En marge de ces assises, il a tenu une séance de travail avec le directeur général de l’ITFC, Adeeb Al Aama. Les échanges entre les deux responsables ont permis de faire le point sur l’état de la coopération entre les deux parties. Les financements accordés à des entreprises stratégiques telles que la Sonara, la Sodecoton et Alucam ont été passés en revue, de même que les lignes de crédit mises en place dans les banques camerounaises pour soutenir les petites et moyennes entreprises (PME) et les petites et moyennes industries (PMI).

Au terme de cette évaluation, il ressort que les financements mobilisés atteignent déjà 840 millions de dollars, soit 484,26 milliards de FCFA. Ce montant représente 105 % de l’objectif initial de 800 millions de dollars, équivalant à 462,7 milliards de FCFA. Signé en avril 2024 pour une durée de trois ans (2024-2027), le cadre de partenariat n’arrivera à échéance que dans un an, ce qui conforte les deux parties dans leur appréciation positive des résultats enregistrés.

DES FINANCEMENTS AU PROFIT DES ENTREPRISES PUBLIQUES ET DES PME

Dans le cadre de cet accord triennal, le Cameroun a notamment conclu un accord de financement Mourabaha de 126,5 milliards de FCFA avec l’ITFC. Ce crédit vise à sécuriser et à pérenniser les importations de produits pétroliers de la Société nationale de raffinage (Sonara). Officiellement autorisé par la présidence de la République, il doit soutenir la trésorerie et les activités commerciales de l’entreprise. Depuis l’incendie majeur de mai 2019, la raffinerie publique a dû adapter son modèle d’exploitation et recourt régulièrement à des facilités de crédit pour assurer l’approvisionnement du marché national en produits pétroliers.
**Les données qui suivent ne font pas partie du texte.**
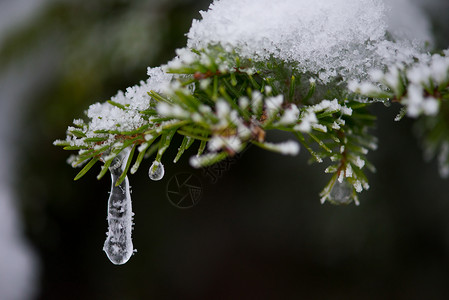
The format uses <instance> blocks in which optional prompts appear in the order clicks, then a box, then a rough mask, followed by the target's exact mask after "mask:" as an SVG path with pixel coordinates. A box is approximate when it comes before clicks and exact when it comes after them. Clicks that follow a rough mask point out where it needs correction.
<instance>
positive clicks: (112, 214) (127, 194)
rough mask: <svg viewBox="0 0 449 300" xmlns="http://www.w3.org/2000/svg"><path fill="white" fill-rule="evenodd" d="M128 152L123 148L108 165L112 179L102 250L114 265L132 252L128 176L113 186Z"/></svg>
mask: <svg viewBox="0 0 449 300" xmlns="http://www.w3.org/2000/svg"><path fill="white" fill-rule="evenodd" d="M129 152H130V150H129V149H125V150H123V151H122V152H121V153H120V154H119V155H117V157H116V158H114V160H113V162H112V164H111V166H110V167H109V171H110V172H111V179H112V186H111V194H110V196H109V200H108V217H107V220H108V225H109V230H108V233H107V238H106V241H105V242H104V247H103V250H104V251H105V252H106V255H107V256H108V258H109V260H110V261H111V262H112V263H113V264H116V265H122V264H124V263H126V262H127V261H128V260H129V258H130V257H131V255H132V254H133V243H132V240H131V231H132V225H133V222H132V219H133V215H134V214H133V212H132V207H131V194H130V189H129V181H128V176H126V177H125V180H123V182H122V183H121V184H120V185H118V186H115V183H116V182H117V179H118V178H119V177H120V175H121V174H122V172H123V170H124V168H125V164H126V160H127V159H128V156H129Z"/></svg>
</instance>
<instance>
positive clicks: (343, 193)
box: [329, 180, 354, 204]
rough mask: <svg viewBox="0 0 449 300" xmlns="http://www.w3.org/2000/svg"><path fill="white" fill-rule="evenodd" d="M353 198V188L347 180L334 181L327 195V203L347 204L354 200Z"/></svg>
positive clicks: (353, 188)
mask: <svg viewBox="0 0 449 300" xmlns="http://www.w3.org/2000/svg"><path fill="white" fill-rule="evenodd" d="M353 196H354V188H353V187H352V185H351V184H350V183H349V182H348V181H347V180H343V181H342V182H340V181H338V180H336V181H335V183H334V186H333V187H332V190H331V192H330V194H329V201H331V202H332V203H334V204H349V203H351V202H352V201H353V200H354V199H353Z"/></svg>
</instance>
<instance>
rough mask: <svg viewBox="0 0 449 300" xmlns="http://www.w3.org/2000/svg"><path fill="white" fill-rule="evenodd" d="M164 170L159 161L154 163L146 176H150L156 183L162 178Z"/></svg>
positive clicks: (164, 170)
mask: <svg viewBox="0 0 449 300" xmlns="http://www.w3.org/2000/svg"><path fill="white" fill-rule="evenodd" d="M164 174H165V170H164V165H163V164H162V163H161V162H159V161H156V160H155V161H154V162H153V164H152V165H151V167H150V170H149V171H148V176H150V179H151V180H154V181H157V180H161V179H162V177H164Z"/></svg>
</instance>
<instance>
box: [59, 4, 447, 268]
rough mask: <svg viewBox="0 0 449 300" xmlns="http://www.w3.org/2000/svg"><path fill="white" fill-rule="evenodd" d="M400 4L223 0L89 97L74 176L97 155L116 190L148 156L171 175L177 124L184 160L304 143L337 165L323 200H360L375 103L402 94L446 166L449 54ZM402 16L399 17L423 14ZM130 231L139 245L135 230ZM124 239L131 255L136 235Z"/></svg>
mask: <svg viewBox="0 0 449 300" xmlns="http://www.w3.org/2000/svg"><path fill="white" fill-rule="evenodd" d="M403 2H404V1H403ZM396 13H398V11H396V12H395V10H394V7H389V6H388V1H386V2H385V3H384V2H383V1H381V0H314V1H311V0H278V1H271V0H217V1H214V2H213V3H212V4H211V6H210V8H209V10H208V11H206V12H201V16H202V19H201V20H194V21H193V23H192V27H191V28H190V31H189V32H188V34H187V36H188V42H187V46H186V47H185V48H182V49H178V50H177V51H176V57H175V58H173V60H171V61H169V62H168V63H167V64H166V65H163V66H161V67H157V68H149V69H148V75H149V78H148V79H147V80H146V81H145V82H143V81H142V82H141V83H140V84H139V85H136V86H134V87H130V88H128V89H126V91H125V92H119V93H118V94H117V95H116V96H114V97H112V98H111V100H109V101H107V102H105V103H96V104H93V105H91V106H90V107H89V109H88V110H87V119H86V121H84V120H81V119H78V120H75V121H74V126H70V127H69V128H68V130H67V138H66V139H65V140H58V141H56V142H55V144H56V145H61V146H64V147H65V148H64V149H66V150H76V151H78V153H77V155H73V156H71V158H70V163H71V164H72V166H74V167H77V166H82V165H84V167H83V168H82V169H81V171H80V172H79V174H78V175H77V176H76V178H75V179H79V178H80V177H82V176H83V175H84V174H85V173H86V172H87V171H88V170H89V169H90V168H91V167H92V166H93V165H95V163H96V162H97V161H101V162H103V163H104V165H103V166H102V169H101V171H100V174H99V175H98V178H101V177H102V176H104V175H105V173H106V172H107V171H108V170H114V176H112V178H113V181H114V182H113V186H112V191H113V192H114V190H116V187H121V186H123V182H124V181H125V182H126V184H128V183H127V180H128V179H127V173H128V171H130V172H131V174H133V173H135V172H136V171H137V170H138V168H139V166H140V165H141V162H142V161H143V158H146V157H151V156H153V157H154V160H153V162H152V164H151V167H150V170H149V176H150V178H151V179H153V180H159V179H161V178H162V176H163V175H164V168H163V158H164V157H163V155H164V153H165V151H166V150H167V148H168V147H170V146H171V140H172V138H173V136H174V135H175V134H179V135H181V136H183V140H182V143H181V145H174V147H176V148H178V154H177V155H176V157H175V158H174V162H177V161H178V160H179V159H180V158H181V156H182V155H183V153H184V151H185V150H186V149H188V148H190V147H196V148H197V149H198V150H197V155H195V156H194V157H191V158H190V160H189V161H190V164H191V165H192V166H193V167H195V168H200V167H204V166H208V165H211V164H214V163H217V162H219V161H221V160H223V159H226V158H227V157H230V156H233V155H236V154H237V153H239V152H241V151H242V150H244V149H245V148H246V147H247V146H249V145H256V146H258V147H261V148H263V149H267V150H270V151H274V152H278V153H281V154H286V155H296V154H297V153H298V152H299V144H301V145H302V147H304V148H305V149H306V150H307V151H308V152H309V153H310V154H311V159H312V160H313V161H315V162H318V163H326V164H327V165H328V166H327V168H326V171H325V172H326V173H329V174H331V177H330V180H329V183H328V184H327V185H326V186H325V188H324V189H323V191H322V192H321V201H322V202H325V201H329V202H331V203H334V204H347V203H351V202H355V203H356V204H358V203H359V201H358V193H360V192H361V191H363V190H366V189H368V188H369V184H368V180H367V178H366V175H365V170H366V169H368V170H371V171H374V170H375V169H374V166H373V165H372V164H371V163H370V162H369V161H368V160H367V157H366V156H367V154H368V152H369V151H370V150H375V149H376V147H377V145H376V138H375V137H374V136H373V135H372V133H371V132H370V128H371V127H372V126H373V125H374V122H375V117H374V116H373V115H372V114H371V113H370V112H369V111H368V110H367V108H368V107H369V106H371V105H372V104H374V103H378V102H382V103H384V104H385V105H386V107H388V104H389V103H391V102H398V103H400V104H402V107H403V109H402V111H401V113H400V115H399V116H398V118H397V119H398V120H399V119H400V118H402V117H404V116H408V117H411V118H417V119H418V120H417V121H418V122H419V128H420V129H421V131H420V133H421V137H420V138H421V139H422V141H423V145H424V146H425V152H426V154H427V156H429V157H432V156H437V157H438V161H439V162H440V172H441V175H443V176H448V175H449V121H448V119H447V118H445V114H447V113H448V111H449V105H448V98H449V96H448V95H449V88H448V85H449V58H448V54H449V53H448V52H441V53H437V52H435V54H433V55H431V54H429V53H427V52H426V51H425V50H424V42H426V40H423V38H422V37H423V34H422V33H423V32H426V29H425V28H424V29H423V30H418V31H419V32H420V39H412V40H408V39H405V38H404V37H408V38H410V36H412V35H411V34H410V31H409V32H408V34H401V32H406V31H407V28H406V26H405V27H404V28H400V27H397V25H396V27H394V26H392V25H391V24H393V23H394V22H393V23H392V22H391V20H392V18H393V19H394V20H396V21H397V20H398V18H399V16H400V14H399V13H398V14H396ZM404 20H405V21H404ZM404 20H403V21H404V22H396V23H399V24H406V23H407V22H408V24H410V23H412V22H413V21H414V20H407V19H404ZM421 23H422V24H427V23H426V22H424V23H423V22H421ZM409 28H413V27H412V26H410V27H409ZM424 36H425V35H424ZM427 37H428V39H427V42H431V38H430V36H427ZM269 130H282V131H287V132H291V133H292V136H294V137H295V140H288V141H285V142H283V143H279V144H274V143H272V142H270V141H267V140H266V132H267V131H269ZM124 151H126V152H125V153H127V155H125V156H124V155H123V154H122V153H123V152H124ZM117 157H120V158H123V157H126V162H125V161H123V164H122V166H121V167H120V169H119V170H120V172H121V175H119V176H118V175H117V174H116V173H117V172H116V171H117V169H111V164H114V162H115V161H116V160H117ZM165 159H166V158H164V160H165ZM170 159H173V158H170ZM126 201H128V199H127V200H126ZM129 203H131V202H130V198H129ZM129 207H130V205H129ZM127 222H128V223H127V224H130V223H129V222H131V220H130V219H129V221H127ZM109 223H110V224H111V220H109ZM127 234H128V233H127ZM108 238H109V237H108ZM124 240H126V241H129V243H131V236H130V232H129V235H126V238H125V239H124ZM120 247H122V248H121V249H127V250H126V253H127V255H128V254H129V253H130V250H129V249H132V244H131V246H129V245H128V246H125V245H121V246H120ZM126 257H127V258H129V255H128V256H126ZM126 260H127V259H126ZM126 260H124V261H121V260H120V263H124V262H126Z"/></svg>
Le concours de l’ITFC s’inscrit ainsi dans une logique de soutien à la continuité de l’approvisionnement énergétique du pays. Parallèlement, le secteur bancaire camerounais a renforcé son accès à des ressources financières alternatives grâce à la mobilisation de 20 millions d’euros, soit près de 13 milliards de FCFA, par l’intermédiaire de deux banques locales. Le premier accord, d’un montant de 10 millions d’euros, a été signé le 21 mai 2025 à Alger, en marge des Assemblées annuelles du Groupe de la BID, entre l’ITFC et CCA-Bank.

Cette facilité est dédiée au financement du commerce et vise à soutenir les opérations des entreprises locales. La Commercial Bank-Cameroun (CBC) a, elle aussi, conclu, lors du même rendez-vous, une opération de 10 millions d’euros avec l’ITFC. Structurée selon le principe islamique de la Mourabaha, cette facilité vise à soutenir les importations stratégiques, notamment dans les domaines de l’énergie, des intrants industriels et des biens de consommation. Une partie de ces ressources servira à renforcer Aman Finance Islamique, la fenêtre de finance islamique de la CBC, opérationnelle depuis 2022.

Ce guichet propose des produits conformes aux principes de la finance islamique afin de favoriser l’inclusion financière des populations peu bancarisées. Le crédit comprend également un mécanisme de confirmation de lettres de crédit destiné à sécuriser les paiements liés aux opérations d’importation. L’accord-cadre 2024-2027 constitue le prolongement d’un précédent partenariat triennal conclu entre le Cameroun et l’ITFC. Dans le cadre de ce premier programme, près de 602 millions de dollars, soit environ 348,4 milliards de FCFA, avaient été mobilisés par l’institution, représentant plus de 80 % de l’enveloppe initiale de 750 millions de dollars.

Fort de ces résultats, les deux parties ont signé, en avril 2024, un nouvel accord triennal portant l’enveloppe globale à 800 millions de dollars à déployer jusqu’en 2027. L’objectif affiché est d’accompagner la transformation économique post-crise, de soutenir les PME et de diversifier les instruments de financement.

Au regard des performances déjà enregistrées, le Cameroun et l’ITFC ont réaffirmé leur volonté de renforcer davantage leur partenariat. Les deux parties entendent accroître les financements en faveur de l’économie nationale et stimuler les échanges commerciaux, afin de consolider la dynamique de coopération engagée au cours des dernières années.